Build the protests and strikes
As well as the weakness and division on the Tories’ and bosses’ side, there are real strengths on ours. Over 190,000 people have pledged to cancel their fuel payments on 1 October. Enough is Enough is planning protests in 13 cities across Britain on that day, with details to be announced on Monday. The People’s Assembly is organising a major demo at Tory conference on 2 October. All these protests and campaigns can be huge and angry, and make it clear how little support Truss has.
Finally, the key struggles for working people are those in workplaces. National strikes continue on the rail, in Royal Mail, BT and Openreach, with hundreds of thousands walking out on 1 October. Strike action begins on Monday in 26 further education colleges and on Tuesday in Felixtowe docks. Groups from oil workers to nurses are balloting. Many local strikes are winning – bus workers at First Cymru, members of Unite, have this week won a 14 percent pay rise. But with Royal Mail management on the attack and Truss in Number Ten, the national RMT and CWU disputes won’t be easily won. Union leaders need to match the attacks from the bosses and Tories, and go beyond one-day actions – that can beat Truss and Kwarteng within weeks.
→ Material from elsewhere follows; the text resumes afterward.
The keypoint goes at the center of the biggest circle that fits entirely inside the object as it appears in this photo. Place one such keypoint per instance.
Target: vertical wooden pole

Protest on 1 OctoberSee local details on the Enough is Enough website from Monday |
2 comments
This phrase, ‘This is a misunderstanding of both votes. People voted Leave for a variety of reasons which had nothing to do with the economy, both bad (racism) and good (a rejection of the neoliberal status quo)’ is avoiding the facts that Remain were responsible for delivering Johnson, his government and Starmer. On an honouring the Leave vote, Corbyn did better in 2017 than on a betraying the Leave vote in 2019. Jonny Jones and Ray Murrell wrote definitive accounts of this Remain fuck up before and just after it happened – they need to be re-read and acted upon.
Blairite Remain was entirely responsible for the position the UK is currently in. A negotiated UK exit from the EU under Corbyn would have been much better than what exists under Johnson – any of May’s various and failed deals would have been better than the current state.
The Remainers – positive or abstentionist need to be held to account and not let off. Their liberal politics need to be identified and eliminated as any influence in the coming struggles.